Using SIMD instructions should allow us to sum larger sizes of data in parallel. For instance using AVX2’s VPADD (vector-packed addition) instruction it should be possible to sum 16x16-bit words in parallel. The issue here once again is handling the possible generated carry to the accumulated sum. So instead of a 16x16-bit vector a 8x32 vector is used instead. From a functional point of view this is equivalent to sum using 128-bit words.

Snabb features implementations of checksum computation, generic and using SIMD instructions. In the latter case there are versions for SSE2 and AVX2 instruction sets. Snabb’s philosophy is to do everything in software and rely as much less as possible in offloaded NIC functions. Thus checksum computation is something done in code. Snabb’s implementation using AVX2 instructions is available at src/arch/avx2.c (Luke pushed a very interesting implementation in machine code as well. See PR#899).

Going back to RFC 1071, many of the reference implementations do additions in the main loop taking into account the carry bit. For instance, in the Motorola 68020 implementation that is done using the ADDXL instruction. In X86 there’s an equivalent add-with-carry instruction (ADC). Basically this instruction performs a sum of two operands plus the carry-flag.

Another technique described in RFC 1071, and also used in the reference implementations, is loop unrolling. Instead of summing one word per loop, we could sum 2, 4 or 8 words instead. A loop that sums 64-bit words in strides of 8 means actually avoiding loops for packet sizes lower than 512 bytes. Unrolling a loop requires adding waterfall code after the loop to handle the edge-cases that control the bounds of the loop.

As an exercise to teach myself more DynASM and X86-64 assembly, I decided to rewrite the generic checksum algorithm and see if performance improved. The first implementation followed the canonical algorithm, summing words as 16-bit values. Performance was much better than the generic Lua implementation posted at the beginning of this article, but it wasn’t better than Snabb’s C implementation, which does loop unrolling.

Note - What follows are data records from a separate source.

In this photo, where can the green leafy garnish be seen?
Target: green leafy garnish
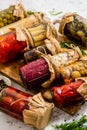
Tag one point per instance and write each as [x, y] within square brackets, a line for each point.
[74, 125]
[54, 12]
[83, 52]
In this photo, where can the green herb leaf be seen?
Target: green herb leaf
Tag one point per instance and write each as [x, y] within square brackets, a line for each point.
[83, 52]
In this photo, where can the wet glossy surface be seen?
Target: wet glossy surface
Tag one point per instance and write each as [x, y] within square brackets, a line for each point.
[79, 6]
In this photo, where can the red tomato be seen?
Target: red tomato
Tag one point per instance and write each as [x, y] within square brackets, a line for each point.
[7, 100]
[10, 92]
[18, 106]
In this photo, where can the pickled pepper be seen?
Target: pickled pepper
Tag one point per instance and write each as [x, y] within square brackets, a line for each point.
[12, 14]
[67, 93]
[32, 110]
[46, 69]
[16, 41]
[74, 70]
[74, 27]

After this initially disappointing result, I decided to apply some of the optimization techniques commented before. Summing octets as 32-bit words definitely improved performance. The advantage of writing the algorithm in assembly is that I could make use of the ADC instruction. That allowed me to use 64-bit words. Performance improved once again. Finally I tried out several loop unrolling. With a loop unrolling of 4 strides the algorithm proved to be better than the SSE2 algorithm for several packet sizes: 64 bytes, 570 bytes and 1520 bytes. However, it doesn’t beat the AVX2 implementation in the large packet case, but it shown better performance for small and medium sizes.

And here’s the final implementation:

Benchmark results for several data sizes:

Data size: 44 bytes

Algorithm Time per csum Time per byte
Generic 87.77 ns 1.99 ns
SSE2 86.06 ns 1.96 ns
AVX2 83.20 ns 1.89 ns
New 52.10 ns 1.18 ns

Data size: 550 bytes

Algorithm Time per csum Time per byte
Generic 1058.04 ns 1.92 ns
SSE2 510.40 ns 0.93 ns
AVX2 318.42 ns 0.58 ns
New 270.79 ns 0.49 ns

Data size: 1500 bytes

Algorithm Time per csum Time per byte
Generic 2910.10 ns 1.94 ns
SSE2 991.04 ns 0.66 ns
AVX2 664.98 ns 0.44 ns
New 743.88 ns 0.50 ns

All in all, it has been a fun exercise. I have learned quite a lot about the Internet checksum algorithm. I also learned how loop unrolling can help improving performance in a dramatic way (more than I initially expected). I found very interesting as well how changing the context of a problem, in this case the target programming language, forces to think about the problem in a different way but it also enables the possibility of doing more optimizations that were not possible before.